A continuing care retirement community (CCRC) in Philadelphia is currently seeking a debt reorganization or a sale following its recent filing for Chapter 11 bankruptcy protection.
Doing business as Deer Meadows Retirement Community, non-profit organization The Baptist Home of Philadelphia (BHP) filed for Ch. 11 bankruptcy on April 25 after a number of factors prevented the entry-fee CCRC from being able to service its debt obligations.
The greatest contributors leading to the Chapter 11 filing had to do with a $23.38 million bond debt the organization took on in 1998 compounded with additional debt acquired between the years of 2003 and 2008 when the CCRC had taken out some loans for further capital improvements, BHP President and CEO Lisa Sofia told SHN.
“We’re dual tracking our Chapter 11,” Sofia said. “We’re still looking for a reorganization of debt and we’re looking for a sale at the same time.”
Deer Meadows, which is home to 491 residents in Northeast Philadelphia, is owned and operated by BHP, a 501(c)(3) tax-exempt nonprofit corporation formed in 1869. The CCRC offers 126 living accommodations for independent and personal care, as well as 206 skilled nursing beds.
The $23.38 million in bond debt Deer Meadows took in 1998 went towards the development of a new nursing home on campus featuring 135 beds and was also used toward renovating an existing nursing home space into 78 personal care units, according to bond offering documents.
While $23 million was appropriate bond debt at that time in 1998, Sofia says, it was additional debt, including two Beneficial Bank lines of credit totalling approximately $8.13 million, as well as an extra $7 million to expand several apartments that brought PHB to the Chapter 11 filing.
“Between the bond debt and the added on bank debt, the organization was heavily leveraged in debt,” Sofia said.
The economic downturn, a 14% reduction in Medicare reimbursement and stagnant Medicaid reimbursement in Pennsylvania were other contributing factors leading to the Ch. 11 filing, too, Sofia said, as many prospective residents were unable to sell their homes during the recession.

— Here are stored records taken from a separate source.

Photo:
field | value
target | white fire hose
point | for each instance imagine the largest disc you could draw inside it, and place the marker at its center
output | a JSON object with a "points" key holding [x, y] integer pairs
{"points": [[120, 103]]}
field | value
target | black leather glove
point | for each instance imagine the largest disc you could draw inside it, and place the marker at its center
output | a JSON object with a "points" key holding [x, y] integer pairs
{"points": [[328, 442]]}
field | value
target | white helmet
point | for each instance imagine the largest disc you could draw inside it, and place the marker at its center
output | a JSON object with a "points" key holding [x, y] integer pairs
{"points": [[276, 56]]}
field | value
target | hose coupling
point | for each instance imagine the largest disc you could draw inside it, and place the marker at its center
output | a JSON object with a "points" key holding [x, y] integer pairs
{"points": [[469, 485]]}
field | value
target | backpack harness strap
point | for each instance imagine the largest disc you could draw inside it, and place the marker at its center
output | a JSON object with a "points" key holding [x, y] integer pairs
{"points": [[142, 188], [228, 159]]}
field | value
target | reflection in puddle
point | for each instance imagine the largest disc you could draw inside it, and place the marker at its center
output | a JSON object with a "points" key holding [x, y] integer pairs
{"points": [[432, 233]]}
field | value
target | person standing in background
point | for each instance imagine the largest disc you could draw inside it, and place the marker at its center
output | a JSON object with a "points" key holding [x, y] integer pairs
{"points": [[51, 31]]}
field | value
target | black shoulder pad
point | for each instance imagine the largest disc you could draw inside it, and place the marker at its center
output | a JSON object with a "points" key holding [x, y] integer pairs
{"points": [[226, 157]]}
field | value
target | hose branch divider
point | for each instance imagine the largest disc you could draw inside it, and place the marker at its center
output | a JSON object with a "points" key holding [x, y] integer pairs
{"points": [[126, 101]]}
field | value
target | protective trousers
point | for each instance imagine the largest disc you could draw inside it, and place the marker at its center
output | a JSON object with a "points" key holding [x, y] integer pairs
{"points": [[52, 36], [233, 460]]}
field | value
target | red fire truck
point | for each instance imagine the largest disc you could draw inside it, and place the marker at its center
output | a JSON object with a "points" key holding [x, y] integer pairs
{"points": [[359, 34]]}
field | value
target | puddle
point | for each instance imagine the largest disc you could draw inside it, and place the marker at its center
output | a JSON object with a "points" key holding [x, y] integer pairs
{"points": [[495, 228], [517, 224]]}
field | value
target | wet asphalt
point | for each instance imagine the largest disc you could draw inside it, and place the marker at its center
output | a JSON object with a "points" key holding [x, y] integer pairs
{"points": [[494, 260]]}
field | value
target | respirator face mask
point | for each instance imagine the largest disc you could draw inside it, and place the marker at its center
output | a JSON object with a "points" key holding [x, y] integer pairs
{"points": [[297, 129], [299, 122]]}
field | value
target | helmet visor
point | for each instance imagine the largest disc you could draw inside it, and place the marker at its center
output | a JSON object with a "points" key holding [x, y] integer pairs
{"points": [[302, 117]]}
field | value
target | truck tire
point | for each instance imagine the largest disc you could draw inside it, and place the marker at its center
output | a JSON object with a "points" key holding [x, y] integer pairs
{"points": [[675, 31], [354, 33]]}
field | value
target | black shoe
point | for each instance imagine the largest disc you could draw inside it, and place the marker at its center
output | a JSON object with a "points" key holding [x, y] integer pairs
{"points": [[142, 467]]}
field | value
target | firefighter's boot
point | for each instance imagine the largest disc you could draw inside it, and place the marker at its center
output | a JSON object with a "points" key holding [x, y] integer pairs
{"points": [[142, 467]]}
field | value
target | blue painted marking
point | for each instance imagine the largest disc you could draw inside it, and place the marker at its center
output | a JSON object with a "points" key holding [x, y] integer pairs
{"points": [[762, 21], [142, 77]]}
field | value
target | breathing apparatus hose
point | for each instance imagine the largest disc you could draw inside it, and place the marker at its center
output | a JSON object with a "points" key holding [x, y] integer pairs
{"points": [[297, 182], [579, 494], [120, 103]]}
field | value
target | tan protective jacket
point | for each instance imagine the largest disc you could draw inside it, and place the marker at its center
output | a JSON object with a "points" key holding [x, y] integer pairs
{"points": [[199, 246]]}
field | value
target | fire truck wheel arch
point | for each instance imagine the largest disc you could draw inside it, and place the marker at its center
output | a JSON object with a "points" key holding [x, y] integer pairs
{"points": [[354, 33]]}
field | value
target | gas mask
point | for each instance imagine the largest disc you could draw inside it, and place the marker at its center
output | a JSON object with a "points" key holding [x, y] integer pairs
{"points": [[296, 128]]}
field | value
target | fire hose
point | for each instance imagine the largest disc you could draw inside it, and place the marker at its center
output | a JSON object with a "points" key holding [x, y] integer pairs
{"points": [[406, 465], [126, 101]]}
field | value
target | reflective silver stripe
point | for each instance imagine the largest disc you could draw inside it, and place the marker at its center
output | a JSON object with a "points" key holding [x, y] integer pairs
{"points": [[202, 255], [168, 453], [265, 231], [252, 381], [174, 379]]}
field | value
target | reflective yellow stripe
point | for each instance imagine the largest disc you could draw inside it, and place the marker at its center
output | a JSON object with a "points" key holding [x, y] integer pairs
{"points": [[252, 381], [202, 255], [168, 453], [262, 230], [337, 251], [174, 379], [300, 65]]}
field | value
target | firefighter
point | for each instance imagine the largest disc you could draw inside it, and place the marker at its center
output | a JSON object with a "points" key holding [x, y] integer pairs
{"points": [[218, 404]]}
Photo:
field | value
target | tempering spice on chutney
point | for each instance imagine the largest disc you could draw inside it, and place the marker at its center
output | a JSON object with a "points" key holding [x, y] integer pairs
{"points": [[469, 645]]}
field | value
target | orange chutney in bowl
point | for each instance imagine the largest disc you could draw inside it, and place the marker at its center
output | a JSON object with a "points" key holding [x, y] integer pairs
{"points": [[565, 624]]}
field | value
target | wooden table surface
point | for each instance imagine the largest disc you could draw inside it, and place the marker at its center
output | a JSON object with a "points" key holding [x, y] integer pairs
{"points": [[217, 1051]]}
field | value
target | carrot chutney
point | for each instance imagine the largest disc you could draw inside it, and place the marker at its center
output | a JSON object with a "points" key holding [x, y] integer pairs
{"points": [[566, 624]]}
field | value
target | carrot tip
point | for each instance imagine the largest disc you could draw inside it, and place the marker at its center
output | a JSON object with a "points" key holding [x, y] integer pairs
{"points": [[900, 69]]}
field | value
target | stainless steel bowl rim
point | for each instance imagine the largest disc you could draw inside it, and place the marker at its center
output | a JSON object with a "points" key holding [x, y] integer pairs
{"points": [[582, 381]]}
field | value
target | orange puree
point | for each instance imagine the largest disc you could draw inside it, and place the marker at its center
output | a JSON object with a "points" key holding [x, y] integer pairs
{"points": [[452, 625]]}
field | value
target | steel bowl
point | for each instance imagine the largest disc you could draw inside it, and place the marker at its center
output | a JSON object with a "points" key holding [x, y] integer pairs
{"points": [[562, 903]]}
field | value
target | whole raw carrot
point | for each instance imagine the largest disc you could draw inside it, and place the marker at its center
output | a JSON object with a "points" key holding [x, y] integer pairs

But now that the organization has filed for bankruptcy protection, it remains optimistic as it continues to entertain the potential sale of Deer Meadows while simultaneously seeking reorganization of debt.
“Deer Meadows will be able to continue its mission long into the future,” Sofia said. “The organization was given the ability to turn itself around so it could be in a position to have potential buyers.”
Right now, BHP is going through several hearings and motions it has filed in wake of the Chapter 11 and is working closely with KPMG LLP, which the organization hired to find prospective buyers for Deer Meadows.
“At the same time, we’re fully operational,” Sofia said. “Residents are our number one priority. We’re very grateful that the organization will continue operating and that residents and staff will continue operating, too.”